MLE

Some distributions:

  • Binomial: How many of the next 12 people will be wearing Skyhawk apparel if the probability of any one person wearing Skyhawk apparel is \( p=0.15? \) (a discrete counting distribution)
  • Geometric: How many people will I need to pass before I see someone wearing Skyhawk apparel if the probability of any one person wearing Skyhawk apparel is \( p=0.15? \) (a discrete waiting distribution)
  • Exponential: How long will I have to wait until the next earthquake? (a continuous waiting distribution)
  • Gamma: generalization of exponential
  • Uniform: It could happen anytime in the next 3 hours with equal probability. (A continuous distribution)

A problem:

Katie has \( N \) keys in her purse of which one opens the door to her house.
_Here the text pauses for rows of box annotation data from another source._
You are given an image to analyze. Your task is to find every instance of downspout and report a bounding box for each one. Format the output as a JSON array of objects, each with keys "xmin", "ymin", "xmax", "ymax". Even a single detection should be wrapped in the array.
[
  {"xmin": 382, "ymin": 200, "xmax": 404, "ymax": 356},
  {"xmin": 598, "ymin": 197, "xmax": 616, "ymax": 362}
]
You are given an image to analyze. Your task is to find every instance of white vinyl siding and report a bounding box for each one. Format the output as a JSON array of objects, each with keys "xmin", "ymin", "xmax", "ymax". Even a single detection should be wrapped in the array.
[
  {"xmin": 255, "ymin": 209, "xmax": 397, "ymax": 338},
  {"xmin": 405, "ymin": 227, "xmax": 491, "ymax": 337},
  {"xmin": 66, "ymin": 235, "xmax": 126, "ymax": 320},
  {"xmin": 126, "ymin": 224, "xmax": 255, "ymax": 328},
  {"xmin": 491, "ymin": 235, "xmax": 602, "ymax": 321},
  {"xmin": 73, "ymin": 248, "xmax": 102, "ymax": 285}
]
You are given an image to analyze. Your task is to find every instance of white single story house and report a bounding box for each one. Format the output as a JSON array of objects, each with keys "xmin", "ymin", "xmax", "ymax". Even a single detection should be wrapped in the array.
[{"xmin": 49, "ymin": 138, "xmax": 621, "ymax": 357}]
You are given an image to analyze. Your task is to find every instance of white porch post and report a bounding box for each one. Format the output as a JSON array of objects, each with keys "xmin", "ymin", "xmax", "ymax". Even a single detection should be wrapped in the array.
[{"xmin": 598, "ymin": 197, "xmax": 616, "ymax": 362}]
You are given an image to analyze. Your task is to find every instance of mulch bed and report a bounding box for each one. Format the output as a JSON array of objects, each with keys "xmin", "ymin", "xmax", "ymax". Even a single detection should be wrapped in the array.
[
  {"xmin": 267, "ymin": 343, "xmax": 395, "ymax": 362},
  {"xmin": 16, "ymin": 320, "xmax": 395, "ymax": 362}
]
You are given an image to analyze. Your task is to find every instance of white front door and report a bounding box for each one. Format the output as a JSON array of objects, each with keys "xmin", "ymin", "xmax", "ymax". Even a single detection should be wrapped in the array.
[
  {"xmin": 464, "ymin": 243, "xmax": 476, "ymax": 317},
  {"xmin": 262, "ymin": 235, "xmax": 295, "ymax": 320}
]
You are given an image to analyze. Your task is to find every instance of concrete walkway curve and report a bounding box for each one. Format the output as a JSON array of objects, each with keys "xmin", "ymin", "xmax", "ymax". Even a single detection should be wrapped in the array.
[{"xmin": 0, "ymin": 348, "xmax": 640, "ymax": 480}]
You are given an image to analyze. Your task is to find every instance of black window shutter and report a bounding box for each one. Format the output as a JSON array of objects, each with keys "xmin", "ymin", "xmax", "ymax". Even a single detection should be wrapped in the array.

When she arrives home at the end of a long day, she puts her hand into her purse, randomly grabs a key, and tries to unlock the door. If she fails, she puts the key back into her purse and then randomly draws another key. Suppose over the course of 5 days, she manages to unlock her front door on the 8th, 12th, 7th, 6th, and 12th attempts. (Assume the keys are similar, so each has the same chance to be picked.)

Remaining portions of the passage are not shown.